**Introducing Grid Search**

In [None]:
"""

Build a function that takes two parameters called learning_rate and max_depth for the learning rate and maximum depth.
Add capability in the function to build a GBM model and fit it to the data with the input hyperparameters.
Have the function return the results of that model and the chosen hyperparameters (learning_rate and max_depth)

"""

# Create the function
def gbm_grid_search(learning_rate, max_depth):

	# Create the model
    model = GradientBoostingClassifier(learning_rate=learning_rate, max_depth=max_depth)

    # Use the model to make predictions
    predictions = model.fit(X_train, y_train).predict(X_test)

    # Return the hyperparameters and score
    return([learning_rate, max_depth, accuracy_score(y_test, predictions)])

In [None]:
"""

Write a for-loop to test the values (0.01, 0.1, 0.5) for the learning_rate and (2, 4, 6) for the max_depth using the function created gbm_grid_search and print the results

"""

# Create the relevant lists
results_list = []
learn_rate_list = [.01, .1, .5]
max_depth_list = [2, 4, 6]

# Create the for loop
for learn_rate in learn_rate_list:
    for max_depth in max_depth_list:
        results_list.append(gbm_grid_search(learn_rate,max_depth))

# Print the results
print(results_list)

**Grid Search with Scikit Learn**

In [None]:
"""

GridSearchCV with Scikit Learn
The GridSearchCV module from Scikit Learn provides many useful features to assist with efficiently undertaking a grid search.
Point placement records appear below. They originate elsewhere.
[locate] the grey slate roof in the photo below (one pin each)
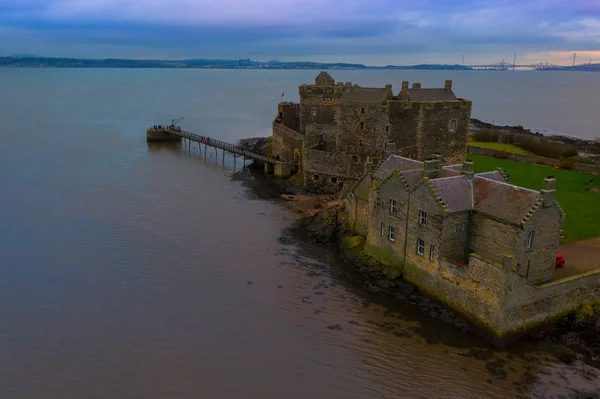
(431, 95)
(364, 95)
(412, 176)
(395, 162)
(502, 200)
(456, 192)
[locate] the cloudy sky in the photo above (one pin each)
(374, 32)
You will now put your learning into practice by creating a GridSearchCV object with certain parameters.

The desired options are:

A Random Forest Estimator, with the split criterion as 'entropy'
5-fold cross validation
The hyperparameters max_depth (2, 4, 8, 15) and max_features ('auto' vs 'sqrt')
Use roc_auc to score the models
Use 4 cores for processing in parallel
Ensure you refit the best model and return training scores


"""


# Create a Random Forest Classifier with specified criterion
rf_class = RandomForestClassifier(criterion='entropy')

# Create the parameter grid
param_grid = {'max_depth': [2, 4, 8, 15], 'max_features': ['auto' , 'sqrt']}

# Create a GridSearchCV object
grid_rf_class = GridSearchCV(
    estimator=rf_class,
    param_grid=param_grid,
    scoring='roc_auc',
    n_jobs=4,
    cv=5,
    refit=True, return_train_score=True)
print(grid_rf_class)

**Understanding a grid search output**

In [None]:
"""

Read the cv_results_ property of the grid_rf_class GridSearchCV object into a data frame & print the whole thing out to inspect.
Extract & print the singular column containing a dictionary of all hyperparameters used in each iteration of the grid search.
Extract & print the row that had the best mean test score by indexing using the rank_test_score column.

"""

# Read the cv_results property into a dataframe & print it out
cv_results_df = pd.DataFrame(grid_rf_class.cv_results_)
print(cv_results_df)

# Extract and print the column with a dictionary of hyperparameters used
column = cv_results_df.loc[:, [ "params"]]
print(column)

# Extract and print the row that had the best mean test score
best_row = cv_results_df[cv_results_df["rank_test_score"] == 1 ]
print(best_row)

In [None]:
"""

Extract and print out the ROC_AUC score from the best performing square in grid_rf_class.
Create a variable from the best-performing row by indexing into cv_results_df.
Create a variable, best_n_estimators by extracting the n_estimators parameter from the best-performing square in grid_rf_class and print it out.

"""

# Print out the ROC_AUC score from the best-performing square
best_score = grid_rf_class.best_score_
print(best_score)

# Create a variable from the row related to the best-performing square
cv_results_df = pd.DataFrame(grid_rf_class.cv_results_)
best_row = cv_results_df.loc[[grid_rf_class.best_index_]]
print(best_row)

# Get the n_estimators parameter from the best-performing square and print
best_n_estimators = grid_rf_class.best_params_["n_estimators"]
print(best_n_estimators)

In [None]:
"""

Check the type of the best_estimator_ property.
Use the best_estimator_ property to make predictions on our test set.
Generate a confusion matrix and ROC_AUC score from our predictions.

"""

# See what type of object the best_estimator_ property is
print(type(grid_rf_class.best_estimator_))

# Create an array of predictions directly using the best_estimator_ property
predictions = grid_rf_class.best_estimator_.predict(X_test)

# Take a look to confirm it worked, this should be an array of 1's and 0's
print(predictions[0:5])

# Now create a confusion matrix
print("Confusion Matrix \n", confusion_matrix(y_test, predictions))

# Get the ROC-AUC score
predictions_proba = grid_rf_class.best_estimator_.predict_proba(X_test)[:,1]
print("ROC-AUC Score \n", roc_auc_score(y_test, predictions_proba))